Foreman ignored the question and continued.
“She was like, ‘Where are you from?’” Foreman said. “I’m like, ‘Hollywood.’ ‘What part of Hollywood?’ I’m like, ‘I’m not going to give you that f------ information.’”
Foreman added quickly: “I was actually very polite, Jesse. I was, like, really calm.”
Macias began to yell across the street that the church was in “violation of federal law.”
“America first!” Foreman yelled.
It’s unclear if the scene went down the way Foreman said it did. He couldn’t be reached for comment for this article. Phoenix police spokesman Sgt. Armando Carbajal, meanwhile, said officers responded to calls from the church that day but interviewed no witnesses and wrote no reports.
‘We’re going to get in there’
If it did happen as Foreman said on video, however, it would be an echo of an incident at a Berkeley bookstore in 2017.
In September of that year, the month following “Unite the Right,” far-right activists had begun targeting Revolution Books in Berkeley. The bookstore is affiliated with the Revolutionary Communist Party, and the people harassing it believed it to be some sort of enemy headquarters.

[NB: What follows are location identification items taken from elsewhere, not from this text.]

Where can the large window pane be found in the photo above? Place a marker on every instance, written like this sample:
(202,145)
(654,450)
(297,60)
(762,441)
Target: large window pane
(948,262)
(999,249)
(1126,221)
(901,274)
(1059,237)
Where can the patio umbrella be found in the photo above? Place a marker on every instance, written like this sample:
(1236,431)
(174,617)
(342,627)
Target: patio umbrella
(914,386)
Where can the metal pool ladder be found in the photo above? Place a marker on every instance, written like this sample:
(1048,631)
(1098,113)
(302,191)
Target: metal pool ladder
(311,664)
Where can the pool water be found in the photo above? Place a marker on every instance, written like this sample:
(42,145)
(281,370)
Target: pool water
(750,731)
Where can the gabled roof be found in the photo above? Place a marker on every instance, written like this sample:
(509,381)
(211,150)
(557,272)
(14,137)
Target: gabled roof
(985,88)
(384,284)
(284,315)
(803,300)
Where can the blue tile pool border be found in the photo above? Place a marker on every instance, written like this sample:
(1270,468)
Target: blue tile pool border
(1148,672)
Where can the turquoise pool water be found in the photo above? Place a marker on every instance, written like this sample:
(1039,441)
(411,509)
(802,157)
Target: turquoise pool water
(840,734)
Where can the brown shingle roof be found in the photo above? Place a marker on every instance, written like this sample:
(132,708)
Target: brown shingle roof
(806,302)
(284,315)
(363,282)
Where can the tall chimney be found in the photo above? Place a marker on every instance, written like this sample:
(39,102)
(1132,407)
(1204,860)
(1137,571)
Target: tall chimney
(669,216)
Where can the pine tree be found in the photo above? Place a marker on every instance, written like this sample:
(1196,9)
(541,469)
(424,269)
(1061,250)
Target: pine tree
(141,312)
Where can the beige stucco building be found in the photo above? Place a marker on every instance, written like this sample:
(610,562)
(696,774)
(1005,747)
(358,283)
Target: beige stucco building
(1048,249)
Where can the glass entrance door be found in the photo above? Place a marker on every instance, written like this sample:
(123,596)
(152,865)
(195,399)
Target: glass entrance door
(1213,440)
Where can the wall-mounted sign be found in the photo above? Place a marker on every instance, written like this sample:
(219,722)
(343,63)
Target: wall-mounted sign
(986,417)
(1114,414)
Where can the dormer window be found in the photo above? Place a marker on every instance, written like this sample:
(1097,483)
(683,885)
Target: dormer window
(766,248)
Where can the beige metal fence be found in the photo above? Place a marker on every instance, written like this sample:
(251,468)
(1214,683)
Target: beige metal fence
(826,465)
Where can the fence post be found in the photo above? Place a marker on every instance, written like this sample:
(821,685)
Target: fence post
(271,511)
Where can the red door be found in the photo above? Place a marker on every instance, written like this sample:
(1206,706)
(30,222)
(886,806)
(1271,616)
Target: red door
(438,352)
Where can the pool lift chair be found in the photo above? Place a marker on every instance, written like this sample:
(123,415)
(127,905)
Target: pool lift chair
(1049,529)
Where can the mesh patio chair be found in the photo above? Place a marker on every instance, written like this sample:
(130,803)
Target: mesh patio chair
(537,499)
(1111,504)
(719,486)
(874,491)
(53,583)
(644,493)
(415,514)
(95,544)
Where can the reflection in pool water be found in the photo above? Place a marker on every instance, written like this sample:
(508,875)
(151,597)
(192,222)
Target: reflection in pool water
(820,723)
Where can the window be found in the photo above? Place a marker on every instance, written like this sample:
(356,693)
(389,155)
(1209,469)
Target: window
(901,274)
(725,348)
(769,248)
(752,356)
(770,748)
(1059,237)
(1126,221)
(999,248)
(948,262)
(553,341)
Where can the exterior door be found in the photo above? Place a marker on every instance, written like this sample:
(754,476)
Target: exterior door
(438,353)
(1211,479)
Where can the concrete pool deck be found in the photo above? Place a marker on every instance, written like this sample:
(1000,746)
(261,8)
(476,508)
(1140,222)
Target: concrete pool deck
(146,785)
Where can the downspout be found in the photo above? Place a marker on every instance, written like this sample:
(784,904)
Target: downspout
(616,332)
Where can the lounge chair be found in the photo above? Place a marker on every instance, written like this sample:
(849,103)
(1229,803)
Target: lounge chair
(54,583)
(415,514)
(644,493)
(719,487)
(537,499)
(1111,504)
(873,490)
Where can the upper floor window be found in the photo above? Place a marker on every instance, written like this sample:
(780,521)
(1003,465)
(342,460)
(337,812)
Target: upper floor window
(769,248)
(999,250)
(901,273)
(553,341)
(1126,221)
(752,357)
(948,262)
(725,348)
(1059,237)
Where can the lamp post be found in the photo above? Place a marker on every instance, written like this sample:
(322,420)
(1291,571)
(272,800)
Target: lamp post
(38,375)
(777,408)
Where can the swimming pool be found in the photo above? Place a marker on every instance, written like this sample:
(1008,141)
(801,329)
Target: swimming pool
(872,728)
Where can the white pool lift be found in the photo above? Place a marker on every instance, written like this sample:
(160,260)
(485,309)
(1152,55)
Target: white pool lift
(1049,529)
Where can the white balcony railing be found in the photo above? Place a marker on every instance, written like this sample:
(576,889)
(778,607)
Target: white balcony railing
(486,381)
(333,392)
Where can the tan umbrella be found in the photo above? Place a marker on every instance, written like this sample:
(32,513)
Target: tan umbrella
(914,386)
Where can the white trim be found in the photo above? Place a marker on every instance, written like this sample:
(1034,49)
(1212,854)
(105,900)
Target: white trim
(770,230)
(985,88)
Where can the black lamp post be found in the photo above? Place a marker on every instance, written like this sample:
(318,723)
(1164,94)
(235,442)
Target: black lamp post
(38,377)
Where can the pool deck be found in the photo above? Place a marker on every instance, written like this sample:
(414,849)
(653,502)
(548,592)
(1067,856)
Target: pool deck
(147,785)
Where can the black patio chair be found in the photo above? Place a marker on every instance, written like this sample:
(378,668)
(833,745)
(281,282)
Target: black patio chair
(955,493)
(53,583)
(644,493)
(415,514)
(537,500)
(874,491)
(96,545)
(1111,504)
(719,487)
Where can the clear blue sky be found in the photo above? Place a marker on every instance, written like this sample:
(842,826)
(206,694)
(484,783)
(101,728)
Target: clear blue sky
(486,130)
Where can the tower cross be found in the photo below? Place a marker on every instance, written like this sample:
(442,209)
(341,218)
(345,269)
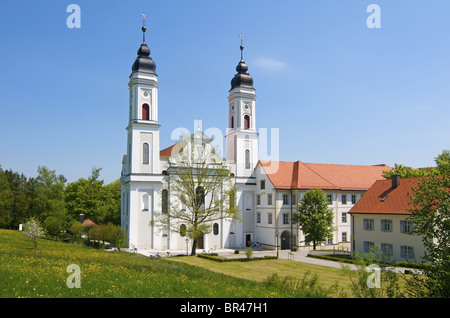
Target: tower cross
(143,27)
(242,46)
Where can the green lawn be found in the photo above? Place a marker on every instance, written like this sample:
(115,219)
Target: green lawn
(262,269)
(106,274)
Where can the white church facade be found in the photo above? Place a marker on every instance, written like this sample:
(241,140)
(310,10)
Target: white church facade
(266,192)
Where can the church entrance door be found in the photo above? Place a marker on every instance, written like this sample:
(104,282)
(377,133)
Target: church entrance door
(285,240)
(200,242)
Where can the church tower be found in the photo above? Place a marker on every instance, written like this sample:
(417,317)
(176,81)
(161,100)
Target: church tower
(141,177)
(242,138)
(143,127)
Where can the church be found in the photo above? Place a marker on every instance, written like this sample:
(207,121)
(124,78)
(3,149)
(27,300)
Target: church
(266,192)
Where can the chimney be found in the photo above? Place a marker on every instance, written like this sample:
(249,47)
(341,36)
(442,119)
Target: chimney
(395,181)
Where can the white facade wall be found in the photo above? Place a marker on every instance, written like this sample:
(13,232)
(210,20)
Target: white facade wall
(395,237)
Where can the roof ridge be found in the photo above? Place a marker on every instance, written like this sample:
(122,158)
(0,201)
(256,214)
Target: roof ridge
(319,175)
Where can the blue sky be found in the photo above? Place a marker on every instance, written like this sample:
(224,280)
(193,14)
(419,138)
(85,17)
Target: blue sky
(338,91)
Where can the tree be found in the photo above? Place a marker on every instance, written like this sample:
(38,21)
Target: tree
(33,229)
(314,217)
(431,220)
(47,195)
(201,192)
(52,226)
(92,198)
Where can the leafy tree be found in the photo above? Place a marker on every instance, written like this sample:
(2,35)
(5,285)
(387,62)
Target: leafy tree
(199,181)
(76,229)
(92,198)
(52,226)
(431,220)
(47,195)
(6,201)
(33,229)
(314,216)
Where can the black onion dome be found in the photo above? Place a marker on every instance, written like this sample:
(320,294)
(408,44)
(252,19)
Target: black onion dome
(144,62)
(242,78)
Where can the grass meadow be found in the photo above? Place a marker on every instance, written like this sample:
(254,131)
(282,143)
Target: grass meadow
(108,275)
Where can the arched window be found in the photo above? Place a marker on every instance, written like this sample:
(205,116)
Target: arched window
(165,201)
(200,193)
(232,199)
(247,159)
(183,230)
(145,154)
(145,199)
(246,122)
(145,112)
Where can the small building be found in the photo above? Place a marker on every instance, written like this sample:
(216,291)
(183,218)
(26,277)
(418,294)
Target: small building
(381,217)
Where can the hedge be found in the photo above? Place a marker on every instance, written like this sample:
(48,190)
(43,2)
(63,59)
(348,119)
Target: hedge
(216,258)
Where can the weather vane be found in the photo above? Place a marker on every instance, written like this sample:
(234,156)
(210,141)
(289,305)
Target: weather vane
(242,45)
(143,26)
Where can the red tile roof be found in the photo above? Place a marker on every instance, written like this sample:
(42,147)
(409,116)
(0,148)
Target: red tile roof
(382,198)
(299,175)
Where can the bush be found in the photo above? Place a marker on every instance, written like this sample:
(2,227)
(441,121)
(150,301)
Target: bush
(223,259)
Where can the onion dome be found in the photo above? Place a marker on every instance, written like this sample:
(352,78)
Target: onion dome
(144,62)
(242,78)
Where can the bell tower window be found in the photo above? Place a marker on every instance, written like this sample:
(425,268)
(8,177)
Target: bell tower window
(146,154)
(145,112)
(246,122)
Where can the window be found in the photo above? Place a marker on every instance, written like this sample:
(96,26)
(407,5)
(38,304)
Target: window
(246,122)
(165,201)
(145,112)
(407,251)
(368,246)
(231,199)
(368,224)
(387,249)
(406,226)
(200,195)
(216,229)
(248,202)
(285,218)
(247,159)
(145,154)
(386,225)
(183,230)
(145,199)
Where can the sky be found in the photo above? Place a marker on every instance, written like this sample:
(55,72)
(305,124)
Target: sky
(338,91)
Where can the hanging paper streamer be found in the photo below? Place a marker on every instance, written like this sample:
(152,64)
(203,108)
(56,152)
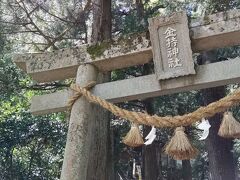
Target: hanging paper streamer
(205,126)
(133,137)
(230,127)
(179,147)
(151,136)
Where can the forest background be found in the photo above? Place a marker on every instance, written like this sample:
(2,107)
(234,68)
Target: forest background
(32,147)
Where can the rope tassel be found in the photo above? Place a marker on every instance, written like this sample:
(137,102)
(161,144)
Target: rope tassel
(230,127)
(179,147)
(133,137)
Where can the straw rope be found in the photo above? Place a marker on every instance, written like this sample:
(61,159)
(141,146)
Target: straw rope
(167,121)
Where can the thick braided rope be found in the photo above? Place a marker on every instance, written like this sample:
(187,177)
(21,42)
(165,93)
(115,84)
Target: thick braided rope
(167,121)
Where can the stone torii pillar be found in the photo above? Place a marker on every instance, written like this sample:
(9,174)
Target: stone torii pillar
(80,131)
(211,32)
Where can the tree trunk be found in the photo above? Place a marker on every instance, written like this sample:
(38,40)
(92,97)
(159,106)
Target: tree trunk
(187,170)
(102,160)
(221,164)
(102,20)
(151,161)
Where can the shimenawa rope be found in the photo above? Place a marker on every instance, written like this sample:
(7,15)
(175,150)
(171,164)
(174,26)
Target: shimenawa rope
(157,121)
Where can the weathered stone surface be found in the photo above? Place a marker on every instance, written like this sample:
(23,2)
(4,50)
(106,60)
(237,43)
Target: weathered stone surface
(210,75)
(172,54)
(79,137)
(209,32)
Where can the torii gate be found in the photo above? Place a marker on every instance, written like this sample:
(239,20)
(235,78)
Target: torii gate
(210,32)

In an online video, later reposted by the Marxist media collective Punks For Progress, Foreman could be seen talking about how the bookstore had not allowed him and his group inside. Looking into the camera, he told viewers: “We’re going to get in there, guys. Don’t worry about it. We’re going to get in there.”
Moments later, Foreman led a crew across the street and entered the bookstore. People in the store immediately swarmed his group and told them to leave.

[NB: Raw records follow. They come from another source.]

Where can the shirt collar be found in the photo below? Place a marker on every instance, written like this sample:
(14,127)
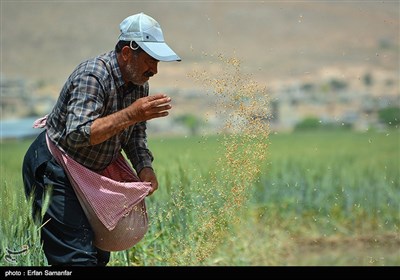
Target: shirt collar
(116,71)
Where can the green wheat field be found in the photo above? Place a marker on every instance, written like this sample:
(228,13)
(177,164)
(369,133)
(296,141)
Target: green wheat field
(319,198)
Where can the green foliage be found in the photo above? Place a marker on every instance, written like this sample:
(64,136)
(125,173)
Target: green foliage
(312,123)
(313,185)
(191,121)
(390,116)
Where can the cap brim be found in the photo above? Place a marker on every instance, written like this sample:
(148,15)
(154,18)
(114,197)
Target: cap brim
(159,51)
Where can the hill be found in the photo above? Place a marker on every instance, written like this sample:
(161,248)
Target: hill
(42,41)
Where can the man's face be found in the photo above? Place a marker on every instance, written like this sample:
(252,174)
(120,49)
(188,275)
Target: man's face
(140,68)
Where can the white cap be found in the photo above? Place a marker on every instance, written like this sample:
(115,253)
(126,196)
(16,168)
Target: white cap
(147,33)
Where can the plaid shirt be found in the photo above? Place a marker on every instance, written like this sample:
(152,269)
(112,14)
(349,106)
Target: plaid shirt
(95,89)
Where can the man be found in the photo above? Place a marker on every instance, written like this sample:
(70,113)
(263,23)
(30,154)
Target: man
(102,109)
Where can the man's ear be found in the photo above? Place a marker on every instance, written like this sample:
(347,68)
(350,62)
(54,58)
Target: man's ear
(126,52)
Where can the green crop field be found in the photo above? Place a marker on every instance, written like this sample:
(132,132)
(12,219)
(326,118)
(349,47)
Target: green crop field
(319,198)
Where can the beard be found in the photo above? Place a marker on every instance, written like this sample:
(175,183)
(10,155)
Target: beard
(134,75)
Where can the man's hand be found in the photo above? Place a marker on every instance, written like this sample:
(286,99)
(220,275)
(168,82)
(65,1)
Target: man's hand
(149,107)
(143,109)
(147,175)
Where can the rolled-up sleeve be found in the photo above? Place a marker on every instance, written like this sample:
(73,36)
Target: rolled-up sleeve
(137,149)
(86,104)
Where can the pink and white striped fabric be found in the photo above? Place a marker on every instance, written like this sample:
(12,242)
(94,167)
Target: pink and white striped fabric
(113,200)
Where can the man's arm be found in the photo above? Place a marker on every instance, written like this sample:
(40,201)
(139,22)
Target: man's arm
(143,109)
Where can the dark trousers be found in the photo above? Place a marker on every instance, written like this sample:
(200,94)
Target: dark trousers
(67,236)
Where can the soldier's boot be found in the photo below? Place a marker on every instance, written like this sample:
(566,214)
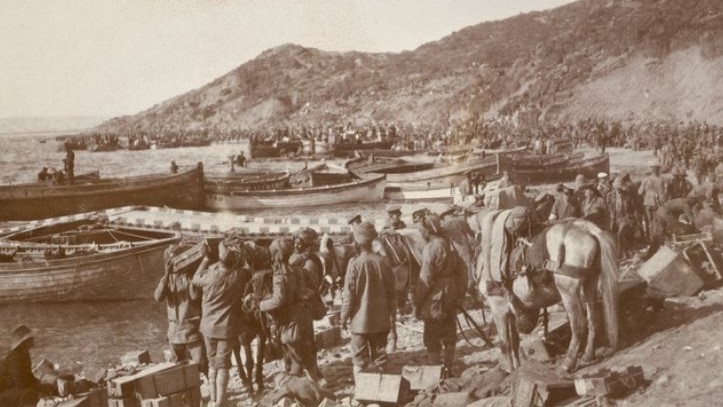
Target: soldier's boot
(356,370)
(212,385)
(434,357)
(222,376)
(448,360)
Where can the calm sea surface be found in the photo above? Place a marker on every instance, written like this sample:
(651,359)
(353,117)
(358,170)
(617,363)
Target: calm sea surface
(83,337)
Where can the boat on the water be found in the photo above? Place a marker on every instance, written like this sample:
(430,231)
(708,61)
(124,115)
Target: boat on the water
(273,148)
(349,148)
(37,200)
(442,176)
(389,153)
(81,260)
(325,189)
(561,172)
(382,165)
(535,161)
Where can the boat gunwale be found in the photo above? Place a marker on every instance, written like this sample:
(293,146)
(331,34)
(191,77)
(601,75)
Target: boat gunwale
(300,191)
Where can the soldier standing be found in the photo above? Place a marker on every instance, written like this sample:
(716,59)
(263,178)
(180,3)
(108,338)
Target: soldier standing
(223,287)
(369,303)
(438,291)
(183,307)
(653,192)
(286,307)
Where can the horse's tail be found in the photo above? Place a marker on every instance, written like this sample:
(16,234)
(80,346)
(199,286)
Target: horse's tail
(608,278)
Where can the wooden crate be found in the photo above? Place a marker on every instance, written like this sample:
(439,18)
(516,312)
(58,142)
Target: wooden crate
(381,388)
(610,382)
(124,386)
(136,358)
(188,398)
(668,274)
(178,379)
(421,377)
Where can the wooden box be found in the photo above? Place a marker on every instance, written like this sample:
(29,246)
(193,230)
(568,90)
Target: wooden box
(136,358)
(381,388)
(177,379)
(95,398)
(538,385)
(123,402)
(328,338)
(610,383)
(188,398)
(421,377)
(668,274)
(124,386)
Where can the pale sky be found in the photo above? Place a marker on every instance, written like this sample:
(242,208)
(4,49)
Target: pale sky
(115,57)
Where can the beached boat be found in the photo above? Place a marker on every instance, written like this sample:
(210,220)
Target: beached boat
(272,148)
(348,149)
(82,260)
(362,188)
(381,165)
(390,153)
(565,171)
(442,176)
(38,200)
(535,161)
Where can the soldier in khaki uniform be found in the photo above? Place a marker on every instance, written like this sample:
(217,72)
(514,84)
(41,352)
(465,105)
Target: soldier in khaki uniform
(286,307)
(652,189)
(369,302)
(439,289)
(183,306)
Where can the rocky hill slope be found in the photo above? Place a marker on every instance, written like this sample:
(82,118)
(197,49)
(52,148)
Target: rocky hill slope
(630,60)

“I just want to know about Communism!” Foreman yelled. “I want to know about Communism.”
“Out! Get out!” the people in the store yelled back.

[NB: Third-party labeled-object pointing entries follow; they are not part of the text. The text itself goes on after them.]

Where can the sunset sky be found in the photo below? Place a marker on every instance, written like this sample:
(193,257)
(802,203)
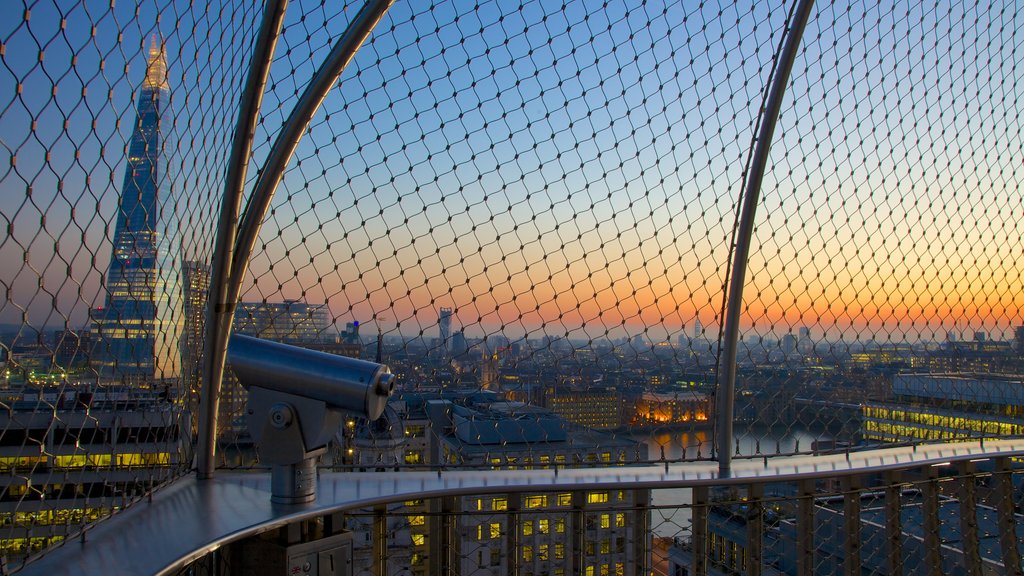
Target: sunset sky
(541,170)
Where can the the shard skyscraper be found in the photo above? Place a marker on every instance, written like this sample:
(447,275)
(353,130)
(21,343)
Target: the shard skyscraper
(139,328)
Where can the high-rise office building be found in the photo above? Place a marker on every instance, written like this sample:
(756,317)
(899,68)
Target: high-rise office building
(444,327)
(196,286)
(139,327)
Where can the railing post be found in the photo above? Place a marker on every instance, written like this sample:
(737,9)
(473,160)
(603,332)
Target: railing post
(894,528)
(851,517)
(1007,517)
(578,535)
(513,536)
(805,528)
(642,546)
(755,529)
(380,540)
(931,522)
(969,519)
(752,191)
(699,541)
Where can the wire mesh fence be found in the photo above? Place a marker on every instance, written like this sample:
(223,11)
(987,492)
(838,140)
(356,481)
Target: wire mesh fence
(528,213)
(920,521)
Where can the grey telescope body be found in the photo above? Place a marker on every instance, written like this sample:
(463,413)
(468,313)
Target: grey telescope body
(353,385)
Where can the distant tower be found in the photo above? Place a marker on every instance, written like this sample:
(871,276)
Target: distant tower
(444,328)
(196,286)
(788,344)
(488,372)
(139,327)
(805,345)
(459,344)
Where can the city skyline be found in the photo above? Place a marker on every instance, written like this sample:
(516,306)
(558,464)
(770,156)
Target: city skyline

Foreman did not budge, and eventually people inside attempted to push him out through the door.
“Don’t touch me!” Foreman yelled. “Hands up, don’t shoot! Hands up, don’t shoot!”
“This is discrimination!” one of Foreman’s friends yelled.
Eventually, the people in the bookstore were successful in pushing Foreman and the rest out. They shut and locked the doors to the business.
Outside on the sidewalk, Foreman was amped about what just took place.
“Yeah, baby! That’s how we expose Communism in this country,” he said. “We go right into their bookstores. We expose them at all costs. We don’t give a f---, man! We’re going into your bookstores. We’re going to confront you. We’re going to get in your f------ face.”
Harassment of the bookstore by the far right continued in the days that followed. Foreman took part in a several of those encounters, and at least twice had to be escorted out of the building by security guards.
At Speaker Nancy Pelosi’s Napa County house last week, Foreman’s maroon Nissan Titan pickup truck could be seen parked across the street in some of the livestreamed videos posted online. Otherwise, he skulked mostly in the background and said very little.
His “no more safe spaces” attitude, however, was at the heart of the stunt carried out by Laura Loomer and Ben Bergquam, which was done to make a point about building a wall along the nation’s southern border.
Loomer went on Bergquam’s AM talk radio show on KGED in Fresno, California, afterward to mock the fact that law enforcement was called after they jumped over the wall and set up camp, albeit briefly, on Pelosi’s property.
“Nancy couldn’t handle it when someone else gave her a taste of her own medicine today,” Loomer said. “Because she quite literally had us deported for being on her property.”
As of Thursday, Jan. 24, Bergquam’s video of their exploits, with Foreman lurking in and out of the frame, had been viewed more than 1.5 million times.